We are interested in the problem of estimating the structure of compound scenes from a set of images. Such scenes are prevalent in our everyday environment, and in many cases our knowledge of their innate structure is essential to our understanding of them. They include man made objects such as buildings, furniture, and cars, but also natural objects such as animals and plants. Our goal is to find the simplest construction which explains the shape of the scene, using a given library of parts. Unlike most work on the recovery of shape from images, our method does not generate a point cloud, or a volume, but a structural explanation of way the scene depicted is constructed. In this sense it is aligned with the blocks-world approach from the 1960s.

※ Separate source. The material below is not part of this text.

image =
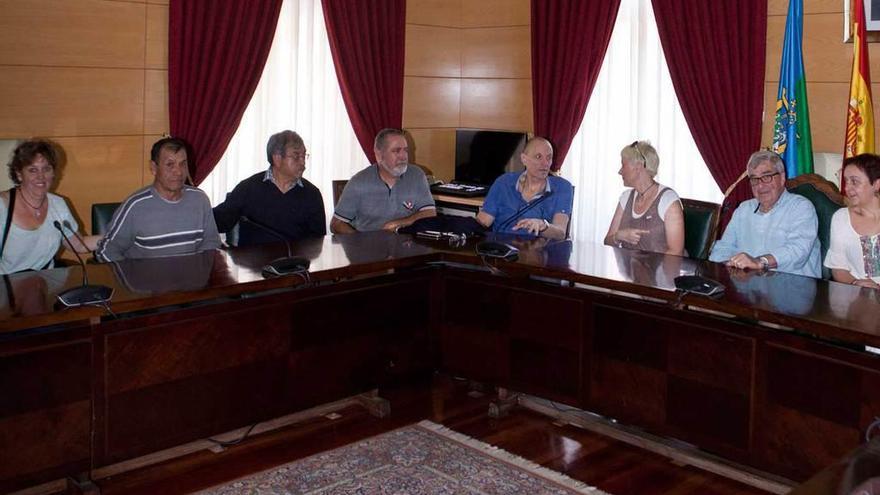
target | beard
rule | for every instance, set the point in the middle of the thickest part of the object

Much like the blocks-world approaches, our goal is to recover a semantic model of the structure of the scene. Instead of creating a simpler volumetric, or point cloud model of a scene, we wish to create a model which captures interdependencies between parts of a scene, and allows us to say “These are the wheels of the car so this is how it will move.” (fig. 1), or “This is how a wall might collapse in an accident, or a temple might collapse in an earthquake”.
In this work, we focus on Lego block based reconstructions of both synthetic and natural scenes. We do this for two reasons: The use of Lego blocks emphasizes the tactile and interactive nature of our reconstructions, while the grid structure of Lego also provides a natural discrete parametrization of our pose space. It should be emphasized, however, that despite the grid structure of Lego, our method can be successfully applied to reconstructing natural structures that are not based on a grid.